The expat community has changed significantly over the years. The Cayman Compass examined data going back 15 years to examine how industries and the labor demand have changed. The raw number of work permits, as documented by the Immigration Department, has gone from just under 14,000 in 2001, when expats made up half of the labor force, to more than 26,000 five years later, when people with work permits made up 70 percent of the workforce. 

That spike in work permits was first fueled by an almost 250 percent jump in construction-related permits following Hurricane Ivan in 2004. The labor force in Cayman added more than 6,000 people between 2004 and 2005.  

Industries that employ significantly more work permit holders than Caymanians include construction, hotels and restaurants, administrative and support services and household employers, who hire nannies and housekeepers.  

Expats in the construction industry increased to more than 6,000 for the first time in 2004. The industry stayed above that mark through 2008 before leveling out in the 4,000 range for work permits since then. Over the past five years, expats made up almost two-thirds of the workers in the construction industry. 

The tourism industry, led by hotels, restaurants and bars, began to climb in 2005. Almost 3,500 people worked for hotels and restaurants in 2013, and about 20 percent were Caymanian. The trend of expats making up the vast number of restaurant and hotel employees has held for years, with low-wage cooking, cleaning and server jobs going to work permit holders.  

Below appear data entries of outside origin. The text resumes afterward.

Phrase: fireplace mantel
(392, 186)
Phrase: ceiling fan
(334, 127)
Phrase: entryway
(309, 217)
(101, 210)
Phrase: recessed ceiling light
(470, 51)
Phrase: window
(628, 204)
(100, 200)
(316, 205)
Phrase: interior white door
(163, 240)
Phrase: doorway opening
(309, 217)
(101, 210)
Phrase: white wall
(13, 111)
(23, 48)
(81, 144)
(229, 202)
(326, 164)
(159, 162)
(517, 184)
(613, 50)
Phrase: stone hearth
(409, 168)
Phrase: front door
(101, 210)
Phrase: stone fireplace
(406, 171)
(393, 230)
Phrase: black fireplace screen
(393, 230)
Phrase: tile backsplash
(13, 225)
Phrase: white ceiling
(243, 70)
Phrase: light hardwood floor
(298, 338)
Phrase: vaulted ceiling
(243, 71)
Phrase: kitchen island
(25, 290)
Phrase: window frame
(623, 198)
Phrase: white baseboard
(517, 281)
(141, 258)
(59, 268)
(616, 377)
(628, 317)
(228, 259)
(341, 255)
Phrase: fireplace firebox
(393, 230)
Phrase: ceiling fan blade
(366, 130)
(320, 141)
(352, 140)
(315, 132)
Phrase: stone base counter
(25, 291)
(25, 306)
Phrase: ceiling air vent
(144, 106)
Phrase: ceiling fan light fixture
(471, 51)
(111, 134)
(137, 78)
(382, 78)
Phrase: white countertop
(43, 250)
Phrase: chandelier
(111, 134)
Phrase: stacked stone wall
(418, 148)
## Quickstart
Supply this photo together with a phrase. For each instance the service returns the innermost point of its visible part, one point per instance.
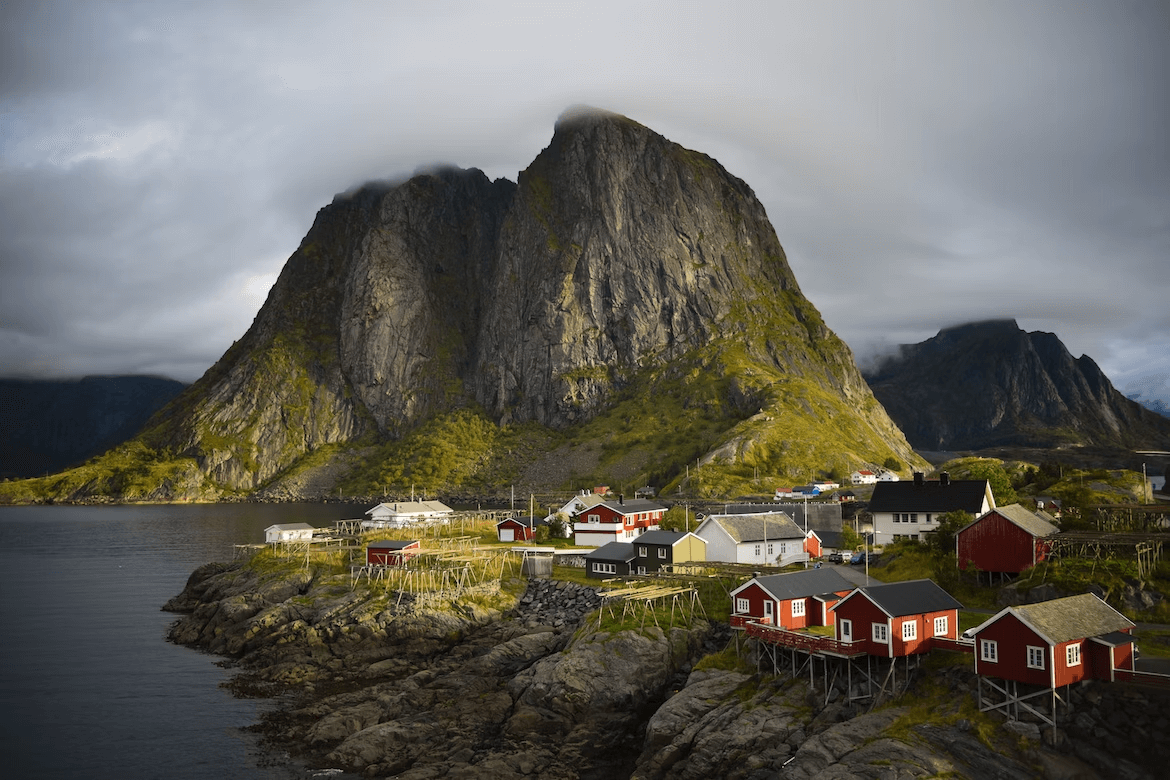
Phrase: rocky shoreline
(510, 681)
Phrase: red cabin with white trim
(1054, 643)
(897, 619)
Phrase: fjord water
(89, 687)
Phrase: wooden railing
(800, 641)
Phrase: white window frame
(1034, 657)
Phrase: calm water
(89, 688)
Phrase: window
(1034, 657)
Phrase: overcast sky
(924, 164)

The single biggest expat employer in recent years has been in household employment. Historically, 85 percent to 90 percent of the jobs in the household industry have gone to non-Caymanians. 


Changing face of expats  

The most common countries for Cayman immigration are, in order, Jamaica, the Philippines, the United Kingdom, the United States, Canada, India and Honduras, according to historical data from the Department of Immigration. The top seven countries represent about 80 percent of the expats here. 

Since the recession in 2008, the overall number of work permits has dropped from its 2008 high of about 26,500 to less than 20,000 in 2013. Recent data from the Immigration Department shows work permit numbers grew 8 percent last year to about 21,400. 

Cohen, who also helps employers with immigration issues, said work permits have been harder to get in recent years as requirements get tighter.  

Far fewer Jamaican nationals are in Cayman on work permits than before the recession. In 2008, Jamaicans held about 11,500 work permits. Last year, that number was about 8,500. 

There has also been a marked drop in Honduran citizens on work permits. In 2008 there were more than 1,100. In 2014 there were about 780 Hondurans on work permits. 

Still, the pace of hiring Caymanians lags. 

“When I first came [seven years ago],” Cohen said, “Caymanians could move quite freely through the market, but not so much anymore. It’s a challenging market. It hasn’t really picked up from the recession.” 


People lining up outside the Immigration Department.